Speaking from a car after the funeral as he joined the procession to the graveyard where Floyd was being laid to rest beside his mother, Crump said he believes the Minneapolis death has exploded in the news because the death was so completely documented.
In a sense, Floyd narrated the video of his own death, calling for help, talking to his dead mother and saying “I’m gone now, I’m through, I can’t breathe.’’
“Anyone with any humanity has to be disturbed by that,’’ Crump said. “This is beyond even death quite literally seen by the people on the street,’’ Crump added. He has the video taken by a 17-year-old high school student, a young woman who has since received death threats. She attended Tuesday’s funeral in Houston.
Her video and the body camera videos worn by police have become evidence in the criminal case and will be key material in any civil lawsuits that are filed.
Floyd’s death has already sparked some reforms. Several police departments have prohibited officers from using a choke hold when making arrests. There have also been calls to divert money from police departments to other areas where people need help.
In addition, Crump noted that a GoFundMe Page raising money for Floyd’s family has raised $45 million.
Crump said he is glad to see private fundraising to help families because lawsuits are often dismissed or fail to raise the money.
Another GoFundMe page has started for Breonna Taylor. Her case has received far less publicity and raised $8 million.
Crump also represented the family of Trayvon Martin, a teenager killed in a widely publicized Seminole County, Fla., case by a private security guard, and Michael Brown Jr., an 18-year old killed by police in Ferguson, Mo., in 2014.

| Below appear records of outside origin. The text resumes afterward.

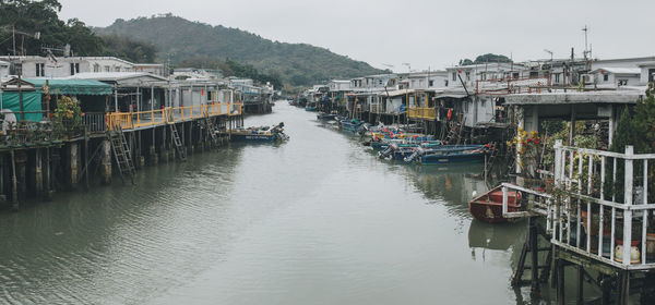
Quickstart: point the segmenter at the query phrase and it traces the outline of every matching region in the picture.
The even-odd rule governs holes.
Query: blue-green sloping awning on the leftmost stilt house
[[[34,84],[37,89],[43,91],[43,87],[48,82],[50,94],[59,95],[111,95],[111,85],[94,80],[46,80],[46,78],[26,78],[26,82]]]

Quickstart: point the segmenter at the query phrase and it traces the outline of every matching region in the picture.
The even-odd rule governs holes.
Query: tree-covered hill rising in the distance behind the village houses
[[[151,42],[157,47],[160,60],[168,56],[174,62],[229,59],[250,64],[291,85],[311,85],[331,78],[382,72],[366,62],[335,54],[324,48],[271,41],[238,28],[211,26],[170,14],[117,20],[112,25],[95,30],[100,35],[115,34]]]

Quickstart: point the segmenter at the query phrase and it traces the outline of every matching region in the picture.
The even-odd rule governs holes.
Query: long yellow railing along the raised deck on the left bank
[[[241,103],[214,102],[138,112],[110,112],[107,113],[106,122],[110,131],[118,126],[122,130],[132,130],[215,115],[240,115],[241,108]]]

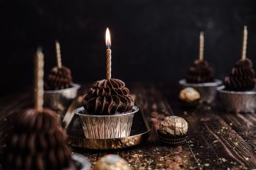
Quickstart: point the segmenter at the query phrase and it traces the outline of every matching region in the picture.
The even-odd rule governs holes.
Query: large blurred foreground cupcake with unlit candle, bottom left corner
[[[57,114],[43,108],[43,63],[43,53],[38,50],[35,108],[23,111],[14,119],[1,163],[4,169],[90,169],[87,159],[71,154]]]

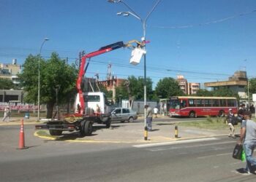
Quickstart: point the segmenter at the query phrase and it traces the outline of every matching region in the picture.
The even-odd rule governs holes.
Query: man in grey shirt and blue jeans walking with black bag
[[[255,173],[256,158],[253,157],[253,151],[256,147],[256,123],[251,120],[251,112],[244,111],[245,122],[241,125],[241,135],[238,144],[243,143],[246,155],[246,168],[244,172]]]

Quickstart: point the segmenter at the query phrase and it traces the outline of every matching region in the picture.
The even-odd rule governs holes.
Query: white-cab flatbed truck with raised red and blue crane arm
[[[63,131],[79,131],[80,135],[86,136],[91,135],[93,132],[94,122],[98,124],[105,124],[106,127],[110,127],[111,114],[108,100],[103,92],[83,92],[83,76],[86,73],[86,69],[89,66],[89,61],[86,64],[86,59],[93,58],[97,55],[102,55],[106,52],[110,52],[121,47],[132,47],[132,43],[136,43],[137,47],[142,47],[143,42],[136,40],[128,41],[124,44],[123,41],[118,41],[114,44],[101,47],[99,50],[90,52],[89,54],[83,55],[80,61],[80,69],[78,73],[78,79],[76,82],[77,95],[75,98],[75,113],[69,114],[69,119],[51,119],[45,124],[38,124],[35,126],[36,130],[49,130],[50,135],[61,135]],[[70,117],[73,117],[70,120]]]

Crump took the case of Martin Lee Anderson, a black 14-year-old-boy who died in a Panama City juvenile boot camp after he was forced to continue running track and held down by guards who forced him to inhale ammonia that caused the blockage of his airway. His death was captured on a videotape that law enforcement officials initially tried to withhold from Crump and the family.
State and local officials settled the case for $10-million and closed all the boot camps for juveniles.
The oldest of nine children, Benjamin Crump, 50, was born in Lumberton and grew up in South Florida.
He moved to Tallahassee while attending Florida State University and its law school. Crump now heads a major law firm that specializes in civil rights cases. He and his wife, Genae, have a daughter, Brooklyn. Genae Crump has a doctorate degree in education and works for the Leon County school system.